Child labour
Throughout history, child labour has been a common phenomenon. Children work the fields, in shops or in workshops. This is not just regarded as useful – enabling them to learn a trade – but in many cases, it is a dire necessity to supplement the family income. During the Industrial Revolution, increasingly more children are put to work in factories, frequently under poor working conditions. A well-known case in point is the Petrus Regout glass factory in Maastricht, whose kilns burn day and night. The factory operates with two shifts, each working twelve hours at a stretch. Around midnight, children aged between eight and ten years old walk the streets half asleep to start their shift.
Criticism
From the early nineteenth century, legislation is introduced that somewhat curtails child labour. In 1839, such an Act is adopted in the German state of Prussia. Around 1860, child labour is increasingly criticised in the Netherlands. Physicians and teachers explain that the work performed by children jeopardises their health, and that children belong at school.
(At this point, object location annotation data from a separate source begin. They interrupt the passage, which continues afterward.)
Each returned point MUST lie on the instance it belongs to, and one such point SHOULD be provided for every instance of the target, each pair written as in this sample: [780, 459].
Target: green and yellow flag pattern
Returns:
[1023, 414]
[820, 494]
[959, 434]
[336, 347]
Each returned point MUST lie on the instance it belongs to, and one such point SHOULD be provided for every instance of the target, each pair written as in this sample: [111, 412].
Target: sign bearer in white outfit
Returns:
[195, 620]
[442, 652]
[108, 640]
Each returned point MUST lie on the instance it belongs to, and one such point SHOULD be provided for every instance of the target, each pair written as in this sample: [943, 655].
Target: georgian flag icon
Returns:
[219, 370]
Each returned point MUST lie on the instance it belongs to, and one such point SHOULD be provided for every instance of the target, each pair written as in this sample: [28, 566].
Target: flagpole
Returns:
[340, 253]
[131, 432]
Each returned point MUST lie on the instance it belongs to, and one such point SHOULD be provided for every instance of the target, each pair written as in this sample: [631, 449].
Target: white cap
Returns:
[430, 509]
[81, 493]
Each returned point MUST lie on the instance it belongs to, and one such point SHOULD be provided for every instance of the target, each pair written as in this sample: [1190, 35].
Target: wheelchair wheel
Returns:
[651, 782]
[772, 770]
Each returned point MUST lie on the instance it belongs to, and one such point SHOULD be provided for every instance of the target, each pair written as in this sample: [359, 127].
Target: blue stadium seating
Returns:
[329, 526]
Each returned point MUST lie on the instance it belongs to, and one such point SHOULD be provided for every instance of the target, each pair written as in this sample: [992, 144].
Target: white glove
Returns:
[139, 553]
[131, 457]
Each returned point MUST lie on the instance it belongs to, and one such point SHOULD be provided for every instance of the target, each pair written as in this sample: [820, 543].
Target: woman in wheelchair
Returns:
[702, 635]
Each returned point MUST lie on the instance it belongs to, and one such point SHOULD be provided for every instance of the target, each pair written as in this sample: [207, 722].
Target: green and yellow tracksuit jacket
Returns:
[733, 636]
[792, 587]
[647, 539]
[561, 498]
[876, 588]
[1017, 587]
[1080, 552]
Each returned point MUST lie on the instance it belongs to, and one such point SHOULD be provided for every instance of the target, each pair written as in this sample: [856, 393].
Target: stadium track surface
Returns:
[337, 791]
Factory owners gradually come to realise that it would make more sense for them to hire children who have completed primary school. After all, children aged twelve and older, who can read and write, can be put to work in a wider range of factory jobs.
An important voice in the debate is that of author Jacob Jan Cremer. In 1863, after visiting a cloth factory in Leiden, he makes a burning plea to a select group of people gathered in The Hague. He sketches the horrible conditions under which children are forced to work and urges the King to abolish child labour with immediate effect. Among the shocked audience are several MPs and factory owners. Cremer’s plea comes as a bombshell and it is published under the title of Factory Children. That same year, under the pressure of public opinion, Minister Thorbecke establishes a state committee to investigate child labour.
Legislation
In 1874, liberal politician Samuel van Houten submits a private member’s bill against “excessive labour and neglect of children”. This bill prohibits children up to the age of twelve from working in workshops and factories. Although Van Houten pursues a general ban, the House of Representatives mitigates his bill. For example, children are still allowed to do farm work. And a lack of supervisory bodies precludes the abolition of child labour in factories with immediate effect. The 1901 Compulsory Education Act ends child labour once and for all. From that time onwards, parents are obliged to send their children between the ages of six up to and including twelve to school. In actual practice, most parents already do so. Around 1900, 90 per cent of children attend school.
Under the International Convention on the Rights of the Child (1989), child labour is currently prohibited if it is “unhealthy or harmful”. Yet in 2019, as many as 152 million children across the globe are working, of whom 73 million under hazardous circumstances.